Are there differences between theoretical computer science and applied computer science? Yes, absolutely there are (see, for instance, galactic algorithms). But in the vast majority of cases the results of theoretical computer science (including, but not limited to, the myriad of lower bounds, or NP-completeness/hardness) apply. The burden of proof should be on the person making a claim that a theoretical result doesn't apply, not the other way around.

The practice of the halting problem is as follows: there are no good automatic solvers for the halting problem, period (practical tools, applying to practical code, that detect a large majority of infinite loops, not even all of them). It should be fairly easy to disprove such a statement btw (you show me one ...). Manual tools that one uses (compiler, debugger, etc) don't do this, period. Just because I can use one and it leads me, sometimes, to a situation which might be an infinite loop doesn't mean much, when I have to figure it out myself anyway. The compiler must prove certain invariants (e.g., two references can't alias) before doing certain optimizations - it is an automated tool. So, arguments about what one can do by hand don't apply ...

Also the evidentiary value for a program halting on some test inputs is low. It really doesn't mean that it won't infinitely loop on some different types of inputs.

You correctly identify one of the nails in Itanium's coffin, namely small basic blocks and arbitrary control flow (IIRC the average for SPEC cpu integer 2000 & 2006 was around 5-6 instructions per basic block). But you refuse somehow to accept that this kind of arbitrary control flow is critical to Turing complete languages with their Halting problem and Rice's theorem.

Ok, what is the second major nail? A compiler simply can't tell ahead of time how the cache hierarchy will behave at run time. Yeah, you can easily profile problem loads - typically those loads are misses all the way to memory that take 200-400 cycles to complete. However, a compiler can't do that much with that information; problem is that you need to insert a prefetch way in advance for it to be effective. E.g., if your IPC is 1, which fairly low for modern processors, you need to insert the prefetch about 100 dynamic instructions earlier to reduce the latency by 100 cycles. Now that is really difficult for a variety of reasons. BTW I have done quite a bit of research in the area, I really know what I'm talking about.

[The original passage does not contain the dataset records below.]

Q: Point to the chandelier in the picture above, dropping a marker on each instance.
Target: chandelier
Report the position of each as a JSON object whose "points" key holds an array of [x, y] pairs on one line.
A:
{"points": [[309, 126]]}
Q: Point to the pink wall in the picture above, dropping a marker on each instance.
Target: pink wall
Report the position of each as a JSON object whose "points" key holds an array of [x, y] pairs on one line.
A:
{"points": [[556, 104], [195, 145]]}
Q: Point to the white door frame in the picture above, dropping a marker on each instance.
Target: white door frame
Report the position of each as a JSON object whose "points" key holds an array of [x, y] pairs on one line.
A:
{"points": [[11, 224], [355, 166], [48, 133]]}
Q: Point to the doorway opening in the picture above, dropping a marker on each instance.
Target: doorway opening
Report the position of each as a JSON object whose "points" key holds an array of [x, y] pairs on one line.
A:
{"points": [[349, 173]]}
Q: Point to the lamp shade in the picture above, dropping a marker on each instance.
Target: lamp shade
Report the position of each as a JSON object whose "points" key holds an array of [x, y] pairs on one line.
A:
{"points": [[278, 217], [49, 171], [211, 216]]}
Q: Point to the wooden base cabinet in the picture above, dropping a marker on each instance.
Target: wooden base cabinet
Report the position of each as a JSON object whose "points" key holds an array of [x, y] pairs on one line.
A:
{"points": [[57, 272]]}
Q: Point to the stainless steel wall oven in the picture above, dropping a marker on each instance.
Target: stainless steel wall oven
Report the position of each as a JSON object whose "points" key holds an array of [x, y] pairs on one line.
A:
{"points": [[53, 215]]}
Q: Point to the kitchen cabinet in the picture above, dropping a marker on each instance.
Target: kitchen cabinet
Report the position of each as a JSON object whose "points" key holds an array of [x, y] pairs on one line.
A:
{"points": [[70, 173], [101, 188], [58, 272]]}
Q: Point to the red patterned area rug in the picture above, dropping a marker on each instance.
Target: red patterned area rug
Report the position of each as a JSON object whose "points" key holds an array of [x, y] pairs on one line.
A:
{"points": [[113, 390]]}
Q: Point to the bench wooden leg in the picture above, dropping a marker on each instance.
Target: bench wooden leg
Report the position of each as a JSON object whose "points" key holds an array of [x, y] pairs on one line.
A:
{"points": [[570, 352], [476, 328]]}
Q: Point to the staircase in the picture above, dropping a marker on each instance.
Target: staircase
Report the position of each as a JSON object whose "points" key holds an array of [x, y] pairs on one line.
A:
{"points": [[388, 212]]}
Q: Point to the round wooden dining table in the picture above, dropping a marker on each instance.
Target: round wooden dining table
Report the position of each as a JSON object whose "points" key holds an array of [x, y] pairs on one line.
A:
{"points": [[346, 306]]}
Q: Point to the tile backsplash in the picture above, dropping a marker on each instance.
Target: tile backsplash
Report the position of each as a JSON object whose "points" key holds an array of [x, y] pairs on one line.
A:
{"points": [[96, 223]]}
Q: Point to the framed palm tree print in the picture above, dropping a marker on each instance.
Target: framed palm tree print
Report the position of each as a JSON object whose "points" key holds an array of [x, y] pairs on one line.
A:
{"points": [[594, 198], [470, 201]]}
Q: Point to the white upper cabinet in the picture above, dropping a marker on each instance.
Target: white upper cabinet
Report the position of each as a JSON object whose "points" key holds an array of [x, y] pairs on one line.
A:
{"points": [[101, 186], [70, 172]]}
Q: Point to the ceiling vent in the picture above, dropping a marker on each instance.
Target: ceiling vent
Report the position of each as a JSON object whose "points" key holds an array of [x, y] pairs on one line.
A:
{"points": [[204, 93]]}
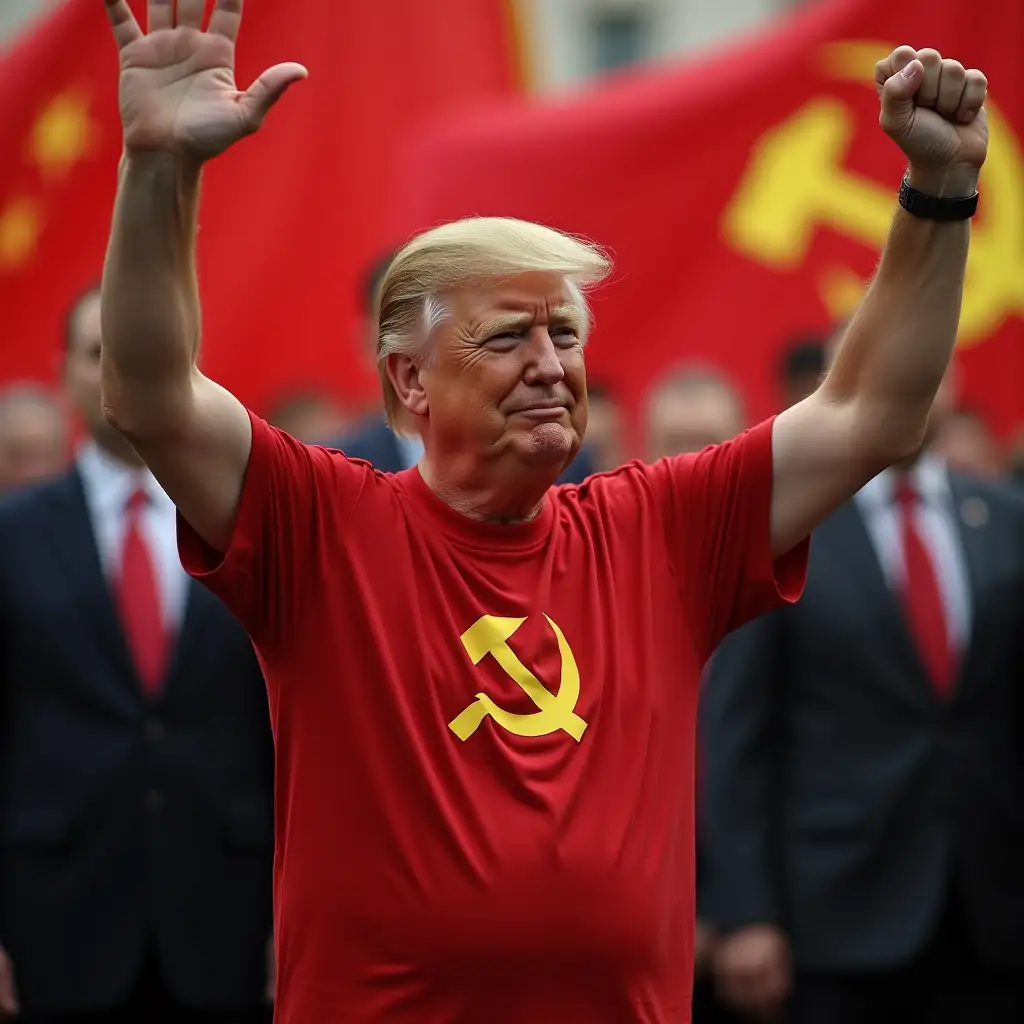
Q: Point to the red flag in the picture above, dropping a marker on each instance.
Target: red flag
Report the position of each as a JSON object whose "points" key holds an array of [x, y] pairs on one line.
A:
{"points": [[290, 218], [745, 199]]}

But even if you profile more aggressively (collect much more information, e.g., by running an actual processor simulation), you still have a more fundamental problem: one run is not necessarily going to be representative for another. So in one run you could have a set of performance-critical loads all hitting in the L2, but in another missing in the L3 and going all the way to memory. And the VLIW compiler is somehow supposed to schedule these misses statically? Note that when the VLIW political movement was at its peak (late 90s roughly) misses simply didn't matter as much. But the trend of memory getting slower relative to CPU power was there ... it was fairly obvious that more cache hierarchy levels are going to be introduced, which will result in higher variability for the latency of a single instruction. Dynamic scheduling can handle this variability. Can static scheduling handle it? No.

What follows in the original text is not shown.